We all looked at the ragged bit of parchment, then as one, turned to look at Idril.
“Is there a dipper?” she asked, getting off her horse and eyeing the well. “I’m parched, and if the water is cool, I would be grateful for a cup…why are you all looking at me like that?”
No one moved. I took the parchment and marched it over to her, holding it up so she,
too, could read it. Her lips twitched as she read the declaration at the top.
LORD ISRAEL HAS BECOME THE ENEMY, SIDING WITH THE INVADER RACIN AND HIS ARMY OF HARBORYM. I, JALAS OF THE HIGH LANDS OF PORONNE, DECLARE THAT ISRAEL LANGTON, ONCE STYLED LORD OF ARYIA, IS NOW NAMED TRAITOR. THE TRIBES OF JALAS WILL RULE IN HIS STEAD. All able-bodied men, women, and children are summoned to Abet to witness the ceremony of blessing as Jalas takes the throne. Those who refuse to acknowledge his right to rule will be driven from the lands, their property confiscated, and their families exiled.

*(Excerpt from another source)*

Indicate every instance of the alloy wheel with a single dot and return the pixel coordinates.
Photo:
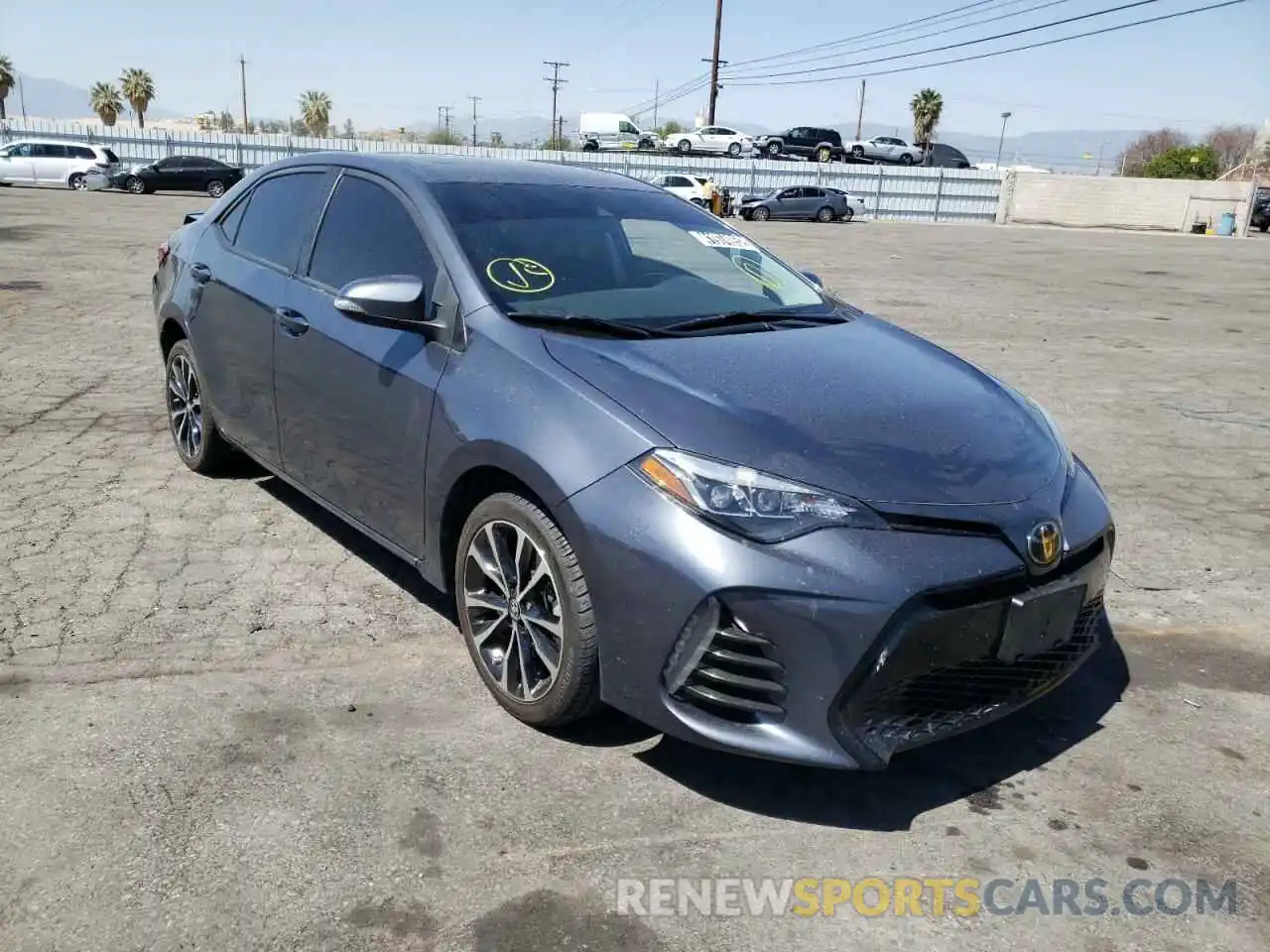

“Now I know your father is insane,” I told Idril.
“I…” She frowned. “I never thought he would be so brash. To claim that Israel is a traitor…but why?”
“He’s trying to take over, clearly. I bet he’s been jealous of Lord Israel’s leadership all along,” I answered.
“It’s worse than that.”
It was a woman’s voice that spoke, a familiar woman’s voice. I turned to see Sandor, the head of my temple, emerge from behind a building. Her face was just as I had known it all my life, but there were now strands of white in her brown hair, and lines around her mouth that I could have sworn were not there when I’d last seen her. She studied each of us in turn before continuing, saying to the queen, “Darius has crowned himself king of the Starborn.”
Dasa clicked her tongue and made a curt gesture. “So Lord Israel has already warned me. He will not remain king for long.”
Sandor inclined her head at that, then turned to Lord Israel. “The northern half of Aryia is overrun with Tribesmen. Those of us from the southern climes were summoned north on pain of exile…or worse. Most of the people have gone to witness Jalas’s coronation.”
A muscle twitched in Israel’s jaw, but he said simply, “Then it is my duty to be there, as well.”